Make DTD loading in XmlDecoder optional
Currently, the XmlDecoder loads referenced DTDs and fails on broken links. It would be useful when automatic DTD loading becomes a configurable XmlDecoder option.
I encountered this problem as well ! Thanks.
@liowalter Hi Lionel,
I played a little bit around and can now provide a solution which works but has not the status it should have in the end (I think)
You can find the code in [1]
I had to copy and paste the complete implementation of MF core [2] because the type is declared as final.
As you can see in [1] it's really simple. Now Entities aren't handled at all - the code returns an empty string which is obviously the same as you do it right now with sed where you remove the DTD prolog.
My Idea:
- provide a configuration (e.g. a root directory with optional subdirectories) where all the possible DTDs should be put in.

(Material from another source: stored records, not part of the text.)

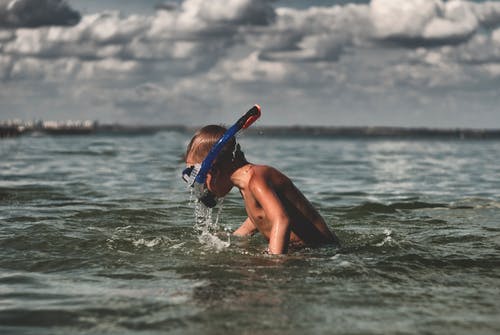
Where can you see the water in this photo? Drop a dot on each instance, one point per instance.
(98, 236)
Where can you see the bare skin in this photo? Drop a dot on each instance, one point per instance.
(275, 207)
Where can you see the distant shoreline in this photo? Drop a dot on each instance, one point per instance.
(271, 131)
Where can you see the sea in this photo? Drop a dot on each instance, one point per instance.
(99, 235)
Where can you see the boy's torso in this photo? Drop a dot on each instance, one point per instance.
(307, 226)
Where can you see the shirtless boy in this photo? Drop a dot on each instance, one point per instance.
(275, 207)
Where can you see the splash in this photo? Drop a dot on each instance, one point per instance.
(209, 229)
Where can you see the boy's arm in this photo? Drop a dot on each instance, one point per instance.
(275, 213)
(247, 228)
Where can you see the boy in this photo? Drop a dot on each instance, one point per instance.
(275, 207)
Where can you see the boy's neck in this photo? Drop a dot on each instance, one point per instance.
(240, 175)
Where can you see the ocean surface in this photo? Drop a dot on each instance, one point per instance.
(98, 235)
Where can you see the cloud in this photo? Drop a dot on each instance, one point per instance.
(36, 13)
(416, 23)
(193, 59)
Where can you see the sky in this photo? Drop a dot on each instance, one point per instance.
(411, 63)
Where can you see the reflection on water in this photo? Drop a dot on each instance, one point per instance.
(98, 235)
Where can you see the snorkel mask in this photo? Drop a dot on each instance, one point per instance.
(196, 175)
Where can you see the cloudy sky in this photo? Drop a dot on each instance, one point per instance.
(409, 63)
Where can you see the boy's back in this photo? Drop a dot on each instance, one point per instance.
(272, 199)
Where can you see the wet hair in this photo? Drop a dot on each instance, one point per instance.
(203, 140)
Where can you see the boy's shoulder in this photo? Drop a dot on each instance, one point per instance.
(266, 174)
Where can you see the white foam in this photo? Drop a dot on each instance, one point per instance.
(208, 228)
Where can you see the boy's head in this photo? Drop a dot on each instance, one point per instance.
(218, 181)
(203, 140)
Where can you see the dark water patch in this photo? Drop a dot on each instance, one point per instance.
(416, 205)
(34, 192)
(26, 318)
(369, 208)
(127, 276)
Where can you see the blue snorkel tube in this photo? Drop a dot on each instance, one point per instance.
(201, 192)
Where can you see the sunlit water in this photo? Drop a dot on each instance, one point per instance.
(98, 235)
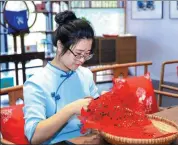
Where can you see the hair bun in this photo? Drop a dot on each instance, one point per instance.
(65, 17)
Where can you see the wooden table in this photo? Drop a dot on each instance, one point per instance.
(171, 114)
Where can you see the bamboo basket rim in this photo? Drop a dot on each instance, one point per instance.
(147, 141)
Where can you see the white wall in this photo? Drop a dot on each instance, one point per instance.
(157, 41)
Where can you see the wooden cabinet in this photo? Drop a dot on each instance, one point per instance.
(110, 50)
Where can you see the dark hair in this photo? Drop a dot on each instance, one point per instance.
(71, 29)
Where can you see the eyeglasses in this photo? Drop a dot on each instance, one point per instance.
(86, 57)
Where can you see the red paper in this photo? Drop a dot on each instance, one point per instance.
(119, 113)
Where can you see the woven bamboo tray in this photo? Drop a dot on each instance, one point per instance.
(164, 125)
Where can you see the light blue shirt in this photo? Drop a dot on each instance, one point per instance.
(49, 90)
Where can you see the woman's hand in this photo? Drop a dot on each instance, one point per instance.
(77, 105)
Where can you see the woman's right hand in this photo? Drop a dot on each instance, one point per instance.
(77, 105)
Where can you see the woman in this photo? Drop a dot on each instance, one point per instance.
(55, 96)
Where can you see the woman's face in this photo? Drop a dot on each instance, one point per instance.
(75, 57)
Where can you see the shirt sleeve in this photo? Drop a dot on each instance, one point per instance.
(93, 89)
(34, 107)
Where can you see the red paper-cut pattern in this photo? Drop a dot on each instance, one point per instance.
(119, 113)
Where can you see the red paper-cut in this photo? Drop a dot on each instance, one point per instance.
(118, 113)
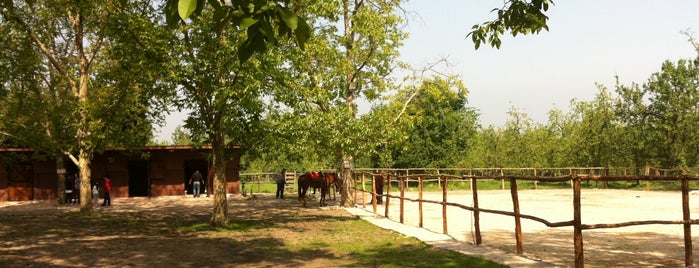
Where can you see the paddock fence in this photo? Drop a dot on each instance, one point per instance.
(366, 180)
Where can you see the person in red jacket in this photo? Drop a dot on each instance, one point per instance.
(107, 190)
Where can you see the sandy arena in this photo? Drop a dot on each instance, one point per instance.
(637, 246)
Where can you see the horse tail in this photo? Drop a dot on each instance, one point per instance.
(298, 185)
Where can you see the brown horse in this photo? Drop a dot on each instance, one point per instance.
(317, 180)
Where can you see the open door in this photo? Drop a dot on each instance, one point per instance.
(190, 166)
(139, 181)
(20, 181)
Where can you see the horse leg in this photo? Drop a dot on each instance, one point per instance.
(323, 193)
(302, 194)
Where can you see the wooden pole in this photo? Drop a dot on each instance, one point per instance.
(373, 193)
(515, 207)
(363, 189)
(688, 257)
(444, 205)
(388, 192)
(419, 200)
(476, 211)
(577, 225)
(401, 187)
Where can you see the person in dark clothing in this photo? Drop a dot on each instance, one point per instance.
(281, 183)
(107, 191)
(196, 182)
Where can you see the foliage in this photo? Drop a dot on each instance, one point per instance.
(84, 66)
(264, 22)
(517, 17)
(438, 125)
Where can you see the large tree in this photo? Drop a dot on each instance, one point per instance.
(440, 125)
(93, 54)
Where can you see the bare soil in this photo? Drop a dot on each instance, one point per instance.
(636, 246)
(143, 232)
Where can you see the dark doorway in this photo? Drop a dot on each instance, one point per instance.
(138, 178)
(193, 165)
(20, 180)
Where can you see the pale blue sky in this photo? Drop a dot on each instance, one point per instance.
(588, 41)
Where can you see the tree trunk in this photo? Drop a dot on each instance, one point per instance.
(220, 216)
(85, 174)
(347, 196)
(60, 172)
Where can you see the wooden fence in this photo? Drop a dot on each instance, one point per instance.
(574, 176)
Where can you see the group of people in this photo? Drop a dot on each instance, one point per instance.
(73, 191)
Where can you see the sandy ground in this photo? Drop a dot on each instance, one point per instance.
(635, 246)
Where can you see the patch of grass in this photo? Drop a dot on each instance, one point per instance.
(376, 247)
(233, 226)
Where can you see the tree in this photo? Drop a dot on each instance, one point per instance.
(517, 17)
(441, 126)
(264, 22)
(673, 112)
(85, 49)
(350, 56)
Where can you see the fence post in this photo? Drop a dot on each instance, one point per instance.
(515, 208)
(401, 187)
(444, 205)
(388, 193)
(476, 212)
(688, 257)
(364, 189)
(577, 224)
(419, 200)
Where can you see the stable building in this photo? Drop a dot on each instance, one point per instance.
(150, 171)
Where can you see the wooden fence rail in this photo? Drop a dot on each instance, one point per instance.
(575, 179)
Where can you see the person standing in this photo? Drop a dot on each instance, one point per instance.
(95, 194)
(107, 190)
(196, 181)
(281, 183)
(76, 189)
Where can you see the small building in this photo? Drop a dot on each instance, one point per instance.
(151, 171)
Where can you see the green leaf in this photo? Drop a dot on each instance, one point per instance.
(186, 7)
(289, 18)
(246, 22)
(302, 33)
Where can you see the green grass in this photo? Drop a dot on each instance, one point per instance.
(354, 242)
(455, 185)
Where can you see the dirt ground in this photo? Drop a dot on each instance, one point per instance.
(635, 246)
(37, 234)
(34, 234)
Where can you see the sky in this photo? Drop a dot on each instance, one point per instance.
(588, 42)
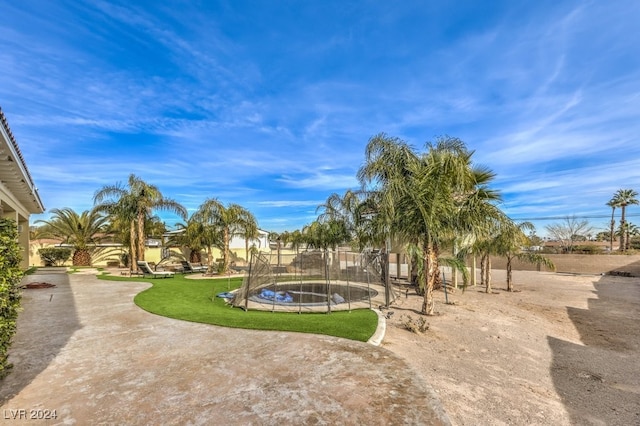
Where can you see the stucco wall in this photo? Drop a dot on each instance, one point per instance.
(581, 263)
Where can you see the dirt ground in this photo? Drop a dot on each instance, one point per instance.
(560, 350)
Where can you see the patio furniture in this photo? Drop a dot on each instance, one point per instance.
(148, 272)
(189, 268)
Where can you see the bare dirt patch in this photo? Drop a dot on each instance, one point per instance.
(562, 350)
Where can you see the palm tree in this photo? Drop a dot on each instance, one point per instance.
(623, 198)
(613, 204)
(248, 229)
(428, 198)
(222, 224)
(189, 235)
(82, 231)
(133, 205)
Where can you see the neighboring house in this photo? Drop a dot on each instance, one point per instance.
(236, 246)
(18, 194)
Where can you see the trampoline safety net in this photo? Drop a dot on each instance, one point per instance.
(314, 281)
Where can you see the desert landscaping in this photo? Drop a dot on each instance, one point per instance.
(563, 349)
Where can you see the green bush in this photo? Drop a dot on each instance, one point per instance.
(10, 276)
(54, 256)
(587, 249)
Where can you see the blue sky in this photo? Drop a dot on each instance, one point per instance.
(270, 104)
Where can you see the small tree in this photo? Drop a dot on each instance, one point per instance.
(54, 256)
(569, 231)
(10, 276)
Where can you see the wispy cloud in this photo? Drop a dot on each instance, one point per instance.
(272, 106)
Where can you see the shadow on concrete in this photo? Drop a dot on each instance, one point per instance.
(38, 342)
(599, 380)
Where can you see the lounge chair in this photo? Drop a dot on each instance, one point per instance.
(188, 268)
(148, 272)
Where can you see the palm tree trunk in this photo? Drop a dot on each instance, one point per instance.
(473, 271)
(225, 256)
(487, 271)
(431, 275)
(209, 260)
(141, 237)
(133, 259)
(613, 224)
(622, 222)
(509, 274)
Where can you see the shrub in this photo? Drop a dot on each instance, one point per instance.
(10, 276)
(588, 249)
(54, 256)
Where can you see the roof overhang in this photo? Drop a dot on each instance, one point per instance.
(14, 174)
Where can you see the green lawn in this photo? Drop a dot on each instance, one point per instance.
(194, 300)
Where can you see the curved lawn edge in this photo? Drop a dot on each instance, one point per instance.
(196, 301)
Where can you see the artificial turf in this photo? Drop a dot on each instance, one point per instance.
(195, 300)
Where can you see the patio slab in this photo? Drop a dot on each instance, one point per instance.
(85, 350)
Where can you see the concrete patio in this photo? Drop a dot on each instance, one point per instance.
(85, 350)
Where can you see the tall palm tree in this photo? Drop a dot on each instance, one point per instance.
(248, 229)
(428, 197)
(623, 198)
(191, 236)
(82, 231)
(133, 204)
(223, 223)
(613, 204)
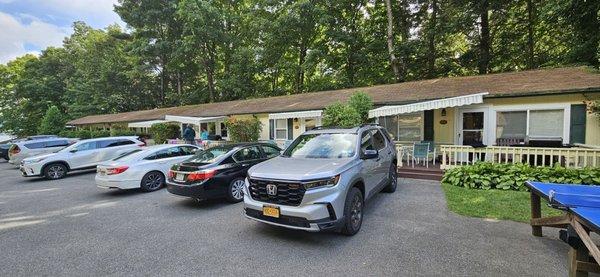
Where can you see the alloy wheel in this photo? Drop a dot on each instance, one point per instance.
(237, 189)
(56, 172)
(153, 181)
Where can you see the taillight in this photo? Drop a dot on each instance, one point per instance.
(116, 170)
(14, 150)
(201, 175)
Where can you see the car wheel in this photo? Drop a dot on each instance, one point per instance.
(353, 212)
(235, 193)
(55, 171)
(393, 180)
(152, 181)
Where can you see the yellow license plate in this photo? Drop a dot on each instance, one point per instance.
(271, 211)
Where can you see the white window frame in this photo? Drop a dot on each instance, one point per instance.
(278, 128)
(566, 107)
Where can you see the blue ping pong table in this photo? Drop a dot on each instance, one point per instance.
(582, 216)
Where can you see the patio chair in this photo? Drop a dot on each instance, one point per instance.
(420, 153)
(431, 150)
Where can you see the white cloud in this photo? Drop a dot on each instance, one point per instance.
(15, 34)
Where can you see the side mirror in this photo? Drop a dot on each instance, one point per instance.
(370, 154)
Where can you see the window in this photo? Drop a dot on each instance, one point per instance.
(517, 125)
(546, 123)
(247, 154)
(378, 139)
(511, 125)
(270, 151)
(188, 150)
(281, 129)
(323, 146)
(86, 146)
(365, 142)
(35, 145)
(57, 143)
(223, 130)
(404, 127)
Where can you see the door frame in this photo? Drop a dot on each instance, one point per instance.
(487, 126)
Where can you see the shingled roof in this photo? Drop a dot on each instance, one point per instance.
(533, 82)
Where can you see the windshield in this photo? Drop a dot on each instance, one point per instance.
(322, 146)
(127, 155)
(209, 155)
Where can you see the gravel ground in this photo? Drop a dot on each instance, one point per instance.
(71, 227)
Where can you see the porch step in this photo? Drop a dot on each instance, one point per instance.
(422, 173)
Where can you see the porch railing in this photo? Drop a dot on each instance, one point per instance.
(457, 155)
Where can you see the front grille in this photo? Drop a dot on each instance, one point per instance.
(289, 194)
(283, 219)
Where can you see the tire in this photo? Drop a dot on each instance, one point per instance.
(152, 181)
(55, 171)
(353, 212)
(235, 190)
(393, 180)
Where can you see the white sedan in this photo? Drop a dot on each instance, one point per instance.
(143, 168)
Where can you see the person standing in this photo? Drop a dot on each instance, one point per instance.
(189, 135)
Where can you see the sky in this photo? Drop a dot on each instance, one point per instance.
(29, 26)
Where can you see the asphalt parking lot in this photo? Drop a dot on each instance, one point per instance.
(71, 227)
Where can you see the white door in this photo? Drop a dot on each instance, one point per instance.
(473, 127)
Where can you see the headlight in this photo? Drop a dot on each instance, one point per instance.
(330, 182)
(34, 160)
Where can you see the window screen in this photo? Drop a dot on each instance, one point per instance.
(547, 123)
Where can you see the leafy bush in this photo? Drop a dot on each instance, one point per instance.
(513, 176)
(243, 130)
(355, 113)
(161, 132)
(53, 122)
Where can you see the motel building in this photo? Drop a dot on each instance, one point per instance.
(539, 117)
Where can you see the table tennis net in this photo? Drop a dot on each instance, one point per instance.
(572, 200)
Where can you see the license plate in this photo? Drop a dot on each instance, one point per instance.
(271, 211)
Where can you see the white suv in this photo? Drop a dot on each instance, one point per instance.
(30, 148)
(85, 154)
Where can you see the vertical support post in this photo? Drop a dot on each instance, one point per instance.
(536, 212)
(580, 254)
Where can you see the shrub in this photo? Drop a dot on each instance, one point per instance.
(53, 122)
(513, 176)
(243, 130)
(355, 113)
(161, 132)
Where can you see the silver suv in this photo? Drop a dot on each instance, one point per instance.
(322, 180)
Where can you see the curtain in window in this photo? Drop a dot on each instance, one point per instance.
(511, 125)
(547, 123)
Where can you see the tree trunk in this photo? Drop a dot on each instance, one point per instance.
(484, 43)
(300, 72)
(390, 41)
(432, 51)
(531, 63)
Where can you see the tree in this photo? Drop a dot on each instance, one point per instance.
(53, 122)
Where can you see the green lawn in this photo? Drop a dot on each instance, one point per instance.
(496, 204)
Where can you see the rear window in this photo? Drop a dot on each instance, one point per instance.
(114, 143)
(209, 155)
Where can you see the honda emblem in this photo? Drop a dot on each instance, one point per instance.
(271, 189)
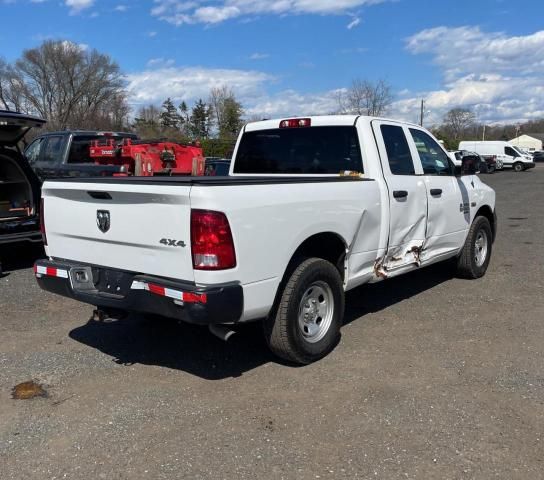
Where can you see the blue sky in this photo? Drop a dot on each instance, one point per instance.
(286, 57)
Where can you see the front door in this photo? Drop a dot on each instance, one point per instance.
(407, 197)
(447, 196)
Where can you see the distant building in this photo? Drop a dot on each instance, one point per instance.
(529, 141)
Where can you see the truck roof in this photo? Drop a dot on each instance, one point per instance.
(91, 132)
(319, 121)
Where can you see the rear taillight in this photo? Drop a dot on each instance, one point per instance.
(42, 222)
(211, 241)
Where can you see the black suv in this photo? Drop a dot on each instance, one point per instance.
(66, 154)
(19, 186)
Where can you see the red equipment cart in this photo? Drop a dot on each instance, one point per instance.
(146, 158)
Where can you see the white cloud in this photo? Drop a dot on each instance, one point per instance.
(158, 82)
(180, 12)
(77, 6)
(468, 49)
(258, 56)
(497, 76)
(353, 23)
(191, 83)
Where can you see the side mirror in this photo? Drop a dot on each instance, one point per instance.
(470, 165)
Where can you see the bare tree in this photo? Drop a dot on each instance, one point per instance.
(457, 121)
(68, 85)
(366, 98)
(226, 111)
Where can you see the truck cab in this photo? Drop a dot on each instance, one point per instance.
(66, 154)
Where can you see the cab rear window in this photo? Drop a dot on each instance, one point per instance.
(314, 150)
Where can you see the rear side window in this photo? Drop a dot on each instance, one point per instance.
(313, 150)
(398, 152)
(53, 149)
(79, 149)
(433, 159)
(32, 153)
(510, 151)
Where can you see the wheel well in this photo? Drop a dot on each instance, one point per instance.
(328, 246)
(486, 212)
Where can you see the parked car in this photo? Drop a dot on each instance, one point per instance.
(314, 207)
(538, 156)
(511, 155)
(19, 186)
(66, 154)
(216, 166)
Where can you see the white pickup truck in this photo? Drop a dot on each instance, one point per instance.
(313, 207)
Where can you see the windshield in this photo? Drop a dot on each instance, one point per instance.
(313, 150)
(521, 152)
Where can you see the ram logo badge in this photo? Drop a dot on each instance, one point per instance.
(169, 242)
(103, 220)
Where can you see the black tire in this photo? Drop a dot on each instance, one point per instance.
(283, 332)
(467, 264)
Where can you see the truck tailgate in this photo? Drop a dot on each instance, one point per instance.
(140, 217)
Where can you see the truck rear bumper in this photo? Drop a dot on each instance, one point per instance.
(129, 291)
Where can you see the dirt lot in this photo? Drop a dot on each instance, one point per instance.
(434, 378)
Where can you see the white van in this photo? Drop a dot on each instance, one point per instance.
(511, 155)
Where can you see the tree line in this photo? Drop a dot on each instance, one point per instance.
(77, 87)
(461, 124)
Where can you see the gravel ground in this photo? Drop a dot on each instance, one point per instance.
(435, 377)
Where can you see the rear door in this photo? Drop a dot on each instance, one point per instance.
(407, 195)
(126, 225)
(447, 197)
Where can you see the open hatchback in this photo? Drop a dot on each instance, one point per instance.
(19, 186)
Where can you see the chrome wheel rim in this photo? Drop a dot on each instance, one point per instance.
(315, 312)
(480, 248)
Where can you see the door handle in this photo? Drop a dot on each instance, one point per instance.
(400, 193)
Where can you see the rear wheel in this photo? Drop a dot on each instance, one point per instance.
(305, 324)
(474, 259)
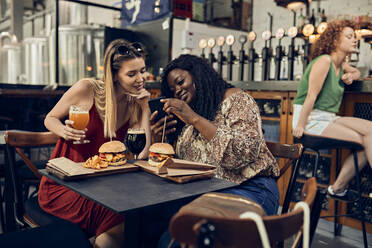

- the new type then looks up for a requested file by the parser in all the directories
- if nothing is found either an empty string is returned (as it is done now in my new implementation) or an exception will be thrown. This should be configurable as well. I think we should discuss which might be the most obvious solution.
- Once we have implemented something I would make a pull request.
I will send you the jar you have to put into the plugins directory of your repository. Then you have to start the flux script with the property -Dflux.pluginsdir=[absolute path to the plugins dir] Might be that this is done by the MF-Runner repository if it is deployed correctly (I'm not sure)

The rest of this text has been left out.